O pífio apoio obtido pelo 15-M não deve ser visto sob a ótica exclusivamente estatística. Até hoje pouco sabemos sobre o número de manifestantes que em 1789 foram a Versailles e depois percorreram Paris para derrubar a monarquia francesa, mas não restam dúvidas sobre a intensidade e a efetividade do histórico protesto.
Junho de 2013 foi acontecendo, rolando, se espraiando, ajudado pela repressão policial e pela catatonia do aparelho do Estado, enquanto o atual movimento anti-Copa, ainda que em dimensões experimentais, é organizado, tem estratégia, cronograma, desdobramentos, conexões. E um contexto político frenético, tanto no âmbito nacional, continental como internacional.

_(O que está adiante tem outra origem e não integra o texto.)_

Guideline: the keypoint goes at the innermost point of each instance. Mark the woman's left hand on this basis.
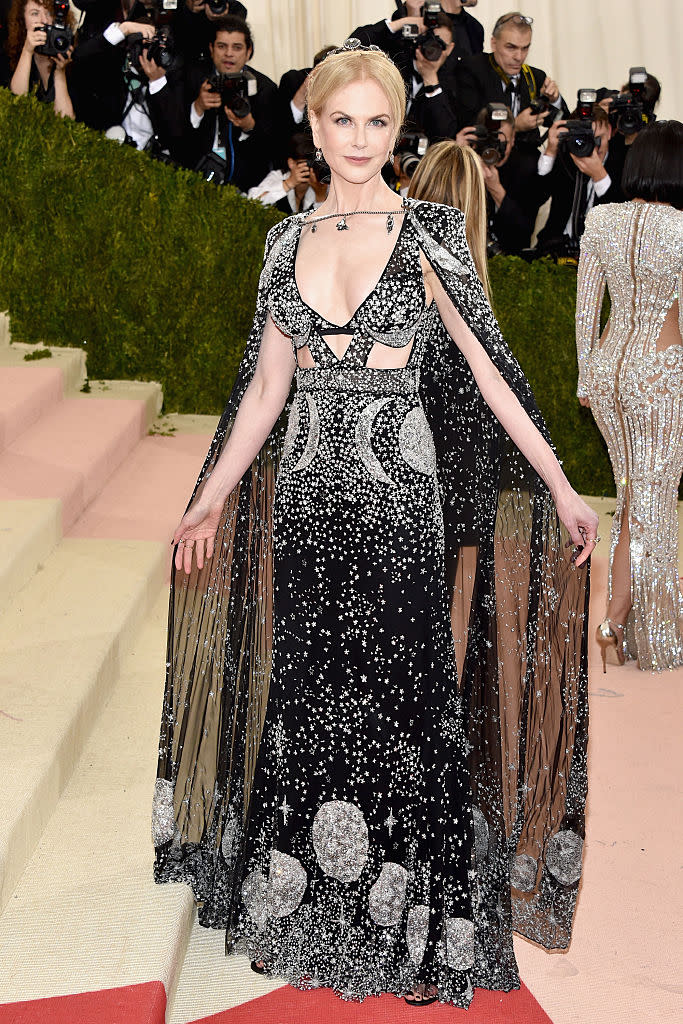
(61, 60)
(581, 521)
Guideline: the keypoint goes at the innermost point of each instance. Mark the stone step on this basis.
(29, 531)
(26, 394)
(61, 639)
(86, 913)
(71, 452)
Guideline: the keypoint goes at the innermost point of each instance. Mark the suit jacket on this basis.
(463, 23)
(478, 83)
(289, 84)
(100, 95)
(561, 182)
(436, 117)
(254, 156)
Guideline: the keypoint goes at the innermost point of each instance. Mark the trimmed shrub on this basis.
(155, 272)
(148, 267)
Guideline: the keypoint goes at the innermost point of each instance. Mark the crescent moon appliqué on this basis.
(364, 433)
(313, 438)
(292, 428)
(416, 442)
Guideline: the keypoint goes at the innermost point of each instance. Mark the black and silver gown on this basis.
(344, 803)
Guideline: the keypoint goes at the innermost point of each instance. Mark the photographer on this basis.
(297, 187)
(578, 182)
(231, 130)
(466, 32)
(514, 194)
(37, 61)
(194, 25)
(504, 77)
(129, 78)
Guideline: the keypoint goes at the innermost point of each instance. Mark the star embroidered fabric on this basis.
(350, 807)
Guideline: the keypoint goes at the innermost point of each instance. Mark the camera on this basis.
(159, 48)
(541, 104)
(579, 139)
(410, 150)
(58, 36)
(489, 143)
(629, 112)
(431, 45)
(235, 88)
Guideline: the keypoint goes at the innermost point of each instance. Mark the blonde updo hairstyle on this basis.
(452, 174)
(339, 70)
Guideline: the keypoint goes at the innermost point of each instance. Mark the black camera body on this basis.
(629, 112)
(431, 45)
(541, 104)
(58, 36)
(233, 89)
(160, 49)
(579, 139)
(488, 142)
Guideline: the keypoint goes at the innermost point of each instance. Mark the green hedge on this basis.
(155, 272)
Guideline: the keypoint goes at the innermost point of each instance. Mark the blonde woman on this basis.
(452, 174)
(326, 783)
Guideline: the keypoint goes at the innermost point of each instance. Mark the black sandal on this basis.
(422, 1000)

O agito deste maio enganosamente inexpressivo como o veem os otimistas tem algo de 1968, no início limitado, depois expandido pelo mimetismo de uma sociedade ainda analógica, porém intensamente politizada. Hoje, as ideologias são virais, instantâneas, contagiosas, fulminantes. Os estados de espírito transferem-se em alta velocidade; Caracas pode ser aqui e agora.
No ano passado, o então imbatível premiê Recep Erdogan começava a ser confrontado nas ruas de Istambul por ambientalistas, neste momento é bode expiatório, culpado até por fatalidades. Uma Ucrânia na ressaca da Revolução Laranja (em 2004), de repente despertou como campo de provas para um novo tipo de conflito bélico internacional, acionado por agentes provocadores e travado nas ruas por milícias mascaradas.
O mito do futebol idolatrado, inviolável, inatingível, inatacável despencou do pedestal. Tal como a China confrontada nas ruas de Saigon pelos vietnamitas. O impensável tornou-se possível. Isso pega, hoje tudo pega, basta um espirro.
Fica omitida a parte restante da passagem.